The Problem
I noticed some unusual behavior with respect to YAML String serialization between my Linux production system and my Mac OSX development system.
After dumping the production database via pg_dump -O –no-acl mydb | gzip > ~/mydb.sql.gz and then restoring it on my development system via rake db:drop; rake db:create; psql mydb < mydb.sql, I noticed that a particular serialized field in my Rails app that should always be an Array of String objects occasionally contained Integers.
After a little research and experimentation, I discovered that the production Linux system would occasionally omit quotations around Strings containing only numeric digits. I haven’t analyzed the pattern fully, but here are some examples where the YAML serialization did or did not use quotes:
- “90103″
- 000080
- “000071″
- “000124″
- “000003″
- 008397
- 000408
- 000009
- 000188
- “000021″
Further investigation revealed that the Linux production system was using Syck (a “dated C implementation of YAML 1.0″) and my Mac OSX development system was using psych (a “libyaml wrapper (in Ruby core for 1.9.2)”). libyaml is a “fast C implementation of YAML 1.1. So, either the quotation rules have changed between YAML 1.0 and YAML 1.1, or there is a bug in one of the implementations (likely Syck).
The Solution
The solution for proper “future” behavior is pretty simple. Install libyaml on the Linux system as follows:
wget http://pyyaml.org/download/libyaml/yaml-0.1.4.tar.gz tar xzf yaml-0.1.4.tar.gz cd yaml-0.1.4 ./configure make make install
I think that’s enough, but I went ahead and rebuilt my Ruby 1.9.2 just in case it needed to know about the existence of libyaml at build time.
The solution for converting my database with YAML 1.0 serialization to YAML 1.1 serialization is a bit trickier. Since the “dump” and “load” operations are matched for a particular version of YAML, it seems difficult to load the data using YAML 1.0 (thereby retaining the String type when reading an unquoted 000088) and then dump the data using YAML 1.1 (to get proper quoting of ‘000088′).
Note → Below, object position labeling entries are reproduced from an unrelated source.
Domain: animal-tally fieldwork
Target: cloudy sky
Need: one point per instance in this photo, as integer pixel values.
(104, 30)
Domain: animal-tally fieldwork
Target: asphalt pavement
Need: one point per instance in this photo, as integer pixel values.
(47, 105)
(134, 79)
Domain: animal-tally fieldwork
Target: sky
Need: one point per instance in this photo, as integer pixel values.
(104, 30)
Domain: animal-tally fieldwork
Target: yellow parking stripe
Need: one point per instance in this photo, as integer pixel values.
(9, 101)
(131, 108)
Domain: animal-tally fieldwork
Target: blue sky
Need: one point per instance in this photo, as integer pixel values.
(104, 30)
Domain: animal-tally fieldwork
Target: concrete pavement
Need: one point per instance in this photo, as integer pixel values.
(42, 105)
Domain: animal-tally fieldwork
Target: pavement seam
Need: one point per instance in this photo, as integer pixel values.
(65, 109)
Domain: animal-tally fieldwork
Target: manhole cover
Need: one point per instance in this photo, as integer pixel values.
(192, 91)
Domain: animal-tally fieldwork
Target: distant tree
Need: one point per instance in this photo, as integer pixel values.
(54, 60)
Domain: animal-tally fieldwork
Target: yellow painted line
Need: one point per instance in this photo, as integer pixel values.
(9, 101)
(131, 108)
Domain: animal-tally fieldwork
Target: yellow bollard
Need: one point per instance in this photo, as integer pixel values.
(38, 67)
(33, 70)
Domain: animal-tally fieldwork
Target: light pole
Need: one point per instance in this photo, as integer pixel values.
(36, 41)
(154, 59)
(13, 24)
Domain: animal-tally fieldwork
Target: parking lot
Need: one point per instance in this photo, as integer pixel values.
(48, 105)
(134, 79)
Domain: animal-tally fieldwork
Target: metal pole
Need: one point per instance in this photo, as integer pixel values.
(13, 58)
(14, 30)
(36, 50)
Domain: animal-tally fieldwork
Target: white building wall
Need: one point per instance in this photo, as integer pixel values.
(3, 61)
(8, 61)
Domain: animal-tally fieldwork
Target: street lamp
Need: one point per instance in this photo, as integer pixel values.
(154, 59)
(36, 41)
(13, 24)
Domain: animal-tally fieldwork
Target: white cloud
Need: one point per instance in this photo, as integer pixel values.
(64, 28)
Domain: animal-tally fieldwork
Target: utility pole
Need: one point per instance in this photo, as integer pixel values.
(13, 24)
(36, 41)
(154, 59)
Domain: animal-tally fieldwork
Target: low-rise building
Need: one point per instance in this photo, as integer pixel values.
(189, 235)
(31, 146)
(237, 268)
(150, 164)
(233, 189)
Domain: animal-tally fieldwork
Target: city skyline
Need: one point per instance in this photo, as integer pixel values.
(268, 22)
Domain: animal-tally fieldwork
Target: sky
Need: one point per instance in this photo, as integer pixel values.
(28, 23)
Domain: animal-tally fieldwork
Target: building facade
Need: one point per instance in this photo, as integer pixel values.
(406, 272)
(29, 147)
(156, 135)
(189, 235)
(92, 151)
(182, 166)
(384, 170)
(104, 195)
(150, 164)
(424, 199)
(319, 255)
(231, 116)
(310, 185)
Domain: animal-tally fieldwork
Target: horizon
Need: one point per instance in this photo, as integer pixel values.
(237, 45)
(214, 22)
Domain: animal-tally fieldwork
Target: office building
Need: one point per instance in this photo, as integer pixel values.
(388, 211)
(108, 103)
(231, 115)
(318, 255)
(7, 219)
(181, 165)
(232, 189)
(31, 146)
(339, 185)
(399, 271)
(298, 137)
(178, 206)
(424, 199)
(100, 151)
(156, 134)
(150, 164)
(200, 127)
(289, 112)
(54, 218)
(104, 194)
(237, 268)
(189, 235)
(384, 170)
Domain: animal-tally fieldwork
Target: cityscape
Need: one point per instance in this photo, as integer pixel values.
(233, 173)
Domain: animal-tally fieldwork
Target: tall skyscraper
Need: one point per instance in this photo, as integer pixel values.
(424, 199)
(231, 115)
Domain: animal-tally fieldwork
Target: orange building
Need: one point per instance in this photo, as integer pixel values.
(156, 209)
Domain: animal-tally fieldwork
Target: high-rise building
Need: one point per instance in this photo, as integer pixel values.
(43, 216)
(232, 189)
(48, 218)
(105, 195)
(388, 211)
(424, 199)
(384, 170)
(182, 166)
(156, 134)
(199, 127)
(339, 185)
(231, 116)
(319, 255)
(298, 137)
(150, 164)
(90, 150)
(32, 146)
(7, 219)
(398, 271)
Further complicating this is the fact that Rails handles the serialization operations automatically.
It does appear possible to dynamically switch between syck and psyck by using the following:
YAML::ENGINE.yamler = 'syck' YAML::ENGINE.yamler = 'psych'
So, one option is to repeatedly switch to syck, read in data, switch to psych, and then write the data. <sigh>
Update:
It appears that due to the semantics of the Rails serialize function, it’s not enough to just read the model object using syck and then immediately write with psych because that doesn’t appear to be enough to cause the field to be deserialized. I had to refer to the field for each object. This is a pain because it prevents me from doing a generic loop where I can handle all model objects easily w/o reference to their specific fields.
I’ll withhold judgment for a while, but my first inclination is to consider abandoning YAML serialization for something a little more robust and portable.
Update 2:
It appears my welcome from psych is a serious memory leak. I’ve been running long running Ruby/Rails processes for years, and this is the first time I’ve experienced a failure due to an out of memory condition. There are a number of Google hits regarding the issue. After I fix the leak, I’ll begin researching alternatives to YAML serialization in Rails.
Update 3:
The number of bug reports on psych and rubygems I’ve had to wade through recently is amazing. My current solution is to remove the psych system gem and install Ruby 1.9.3p0 which required upgrading Passenger to the latest version from source to get Ruby 1.9.3 compatibility. I still had to track down a few odd errors such as “undefined method `yaml’ for #<Psych::Nodes::Stream:…>” and “invalid date format in specification: “2011-10-02 00:00:00.000000000Z”" – all because I chose to use the default Rails serialization assuming there would be no issues. Lesson learned.